At Fieldhouse Engineering, we have access to the latest in fluid flow simulation software. We are able to model gas, liquid and heat flow through a system or in a steady state to determine how a system will behave without the need for building a physical prototype. Our highly skilled engineers are experienced in producing a model which accurately represents the proposed system or situation, so you can see how a system behaves before it’s built.
We can also model forces, stresses, and strains in a wide variety of materials, determining the strength suitability of a design, as well as the stress distribution within the item. Get in touch today to discuss your modelling requirements or see below for examples of how our simulation packages work.
Computational Fluid Dynamics
Compressible fluid flow simulations are an efficient way of solving CFD simulations where the density changes of the fluid are significant.
Density changes of gases are typically always significant therefore they are always analysed as compressible. Liquids are normally treated as incompressible as this is a more efficient way of solving these simulations, however, when a liquid has a Mach number greater than 0.3 it has to be treated as a compressible flow as the density changes become significant.
An example of a gaseous, compressible flow around an aerofoil was setup to analyse various characteristics such as the pressure, density and velocity of the air.

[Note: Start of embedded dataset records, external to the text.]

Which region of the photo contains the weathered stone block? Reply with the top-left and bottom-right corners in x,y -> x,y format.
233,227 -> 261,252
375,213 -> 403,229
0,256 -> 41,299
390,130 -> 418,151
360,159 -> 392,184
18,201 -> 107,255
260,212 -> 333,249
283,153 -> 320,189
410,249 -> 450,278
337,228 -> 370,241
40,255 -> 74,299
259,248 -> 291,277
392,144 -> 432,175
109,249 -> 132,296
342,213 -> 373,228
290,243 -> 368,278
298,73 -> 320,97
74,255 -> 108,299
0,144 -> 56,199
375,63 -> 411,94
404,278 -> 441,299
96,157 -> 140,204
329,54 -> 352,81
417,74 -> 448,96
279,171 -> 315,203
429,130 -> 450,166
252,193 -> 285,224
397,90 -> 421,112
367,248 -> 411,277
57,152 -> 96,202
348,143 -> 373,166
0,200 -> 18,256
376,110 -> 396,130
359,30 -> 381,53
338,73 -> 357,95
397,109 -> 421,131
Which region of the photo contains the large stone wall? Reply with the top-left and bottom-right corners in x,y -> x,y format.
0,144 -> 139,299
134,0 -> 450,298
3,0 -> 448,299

A Boeing HSNLF (High Speed Natural Laminar Flow) Aerofoil was modelled and setup with an airflow of 55m/s or 200km/hr which is slightly less than the take-off speed of the aircraft.
Various plots were obtained from this simulation, the Velocity Plot is shown below.

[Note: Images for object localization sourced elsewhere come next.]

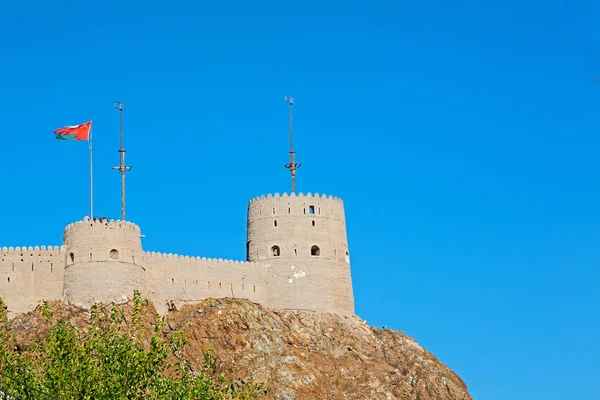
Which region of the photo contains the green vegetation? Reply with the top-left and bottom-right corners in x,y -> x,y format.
0,292 -> 268,399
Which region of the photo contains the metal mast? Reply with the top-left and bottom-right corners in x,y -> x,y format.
112,101 -> 132,220
284,95 -> 301,193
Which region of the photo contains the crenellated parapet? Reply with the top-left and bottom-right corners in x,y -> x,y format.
247,192 -> 345,224
64,218 -> 139,230
64,219 -> 141,248
144,251 -> 256,267
248,192 -> 344,203
143,251 -> 266,315
0,245 -> 64,276
1,245 -> 63,253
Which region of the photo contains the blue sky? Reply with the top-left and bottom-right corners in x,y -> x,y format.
1,1 -> 599,398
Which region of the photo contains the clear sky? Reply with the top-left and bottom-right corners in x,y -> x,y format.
1,1 -> 598,398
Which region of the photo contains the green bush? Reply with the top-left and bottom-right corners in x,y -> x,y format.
0,292 -> 268,399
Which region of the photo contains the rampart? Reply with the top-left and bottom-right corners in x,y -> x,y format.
144,253 -> 267,314
0,246 -> 64,315
0,192 -> 355,317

Finite Element Analysis (FEA)
Fieldhouse Engineering can perform in-depth stress analysis simulations of any structure consisting of a wide range of materials. Multiple loads can be placed in any direction at any point including torsion and compression in order to provide a realistic and useful model for your application.

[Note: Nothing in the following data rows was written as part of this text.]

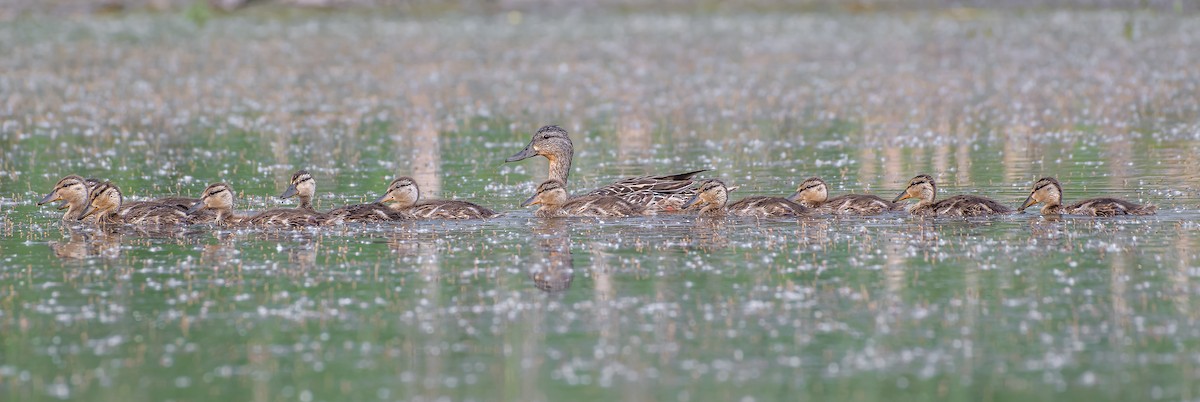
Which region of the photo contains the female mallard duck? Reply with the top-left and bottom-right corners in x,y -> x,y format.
279,169 -> 405,223
187,182 -> 320,227
682,179 -> 809,217
505,125 -> 705,211
521,180 -> 647,218
788,177 -> 902,215
1019,177 -> 1156,216
78,181 -> 187,225
892,174 -> 1012,216
374,177 -> 499,219
38,175 -> 96,221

A simple example is shown below in which a three-armed stainless steel bracket holds a weight of 100 Kg from a wall.
From the analysis below it can be observed that the two upper arms are in tension and the lower in compression, however the main phenomena here is bending. The weight has deflected 0.04 mm vertically exhibiting a maximum stress on the arms of 2.1 E 7 N/m^2 . The yield stress of stainless steel is 5.0 E 8 N/m^2 therefore the safety factor for this structure is 24.
By running this type of analysis any structure can be optimised such that there are no weak points. Nor will there be added expense or extra weight from over-engineered parts.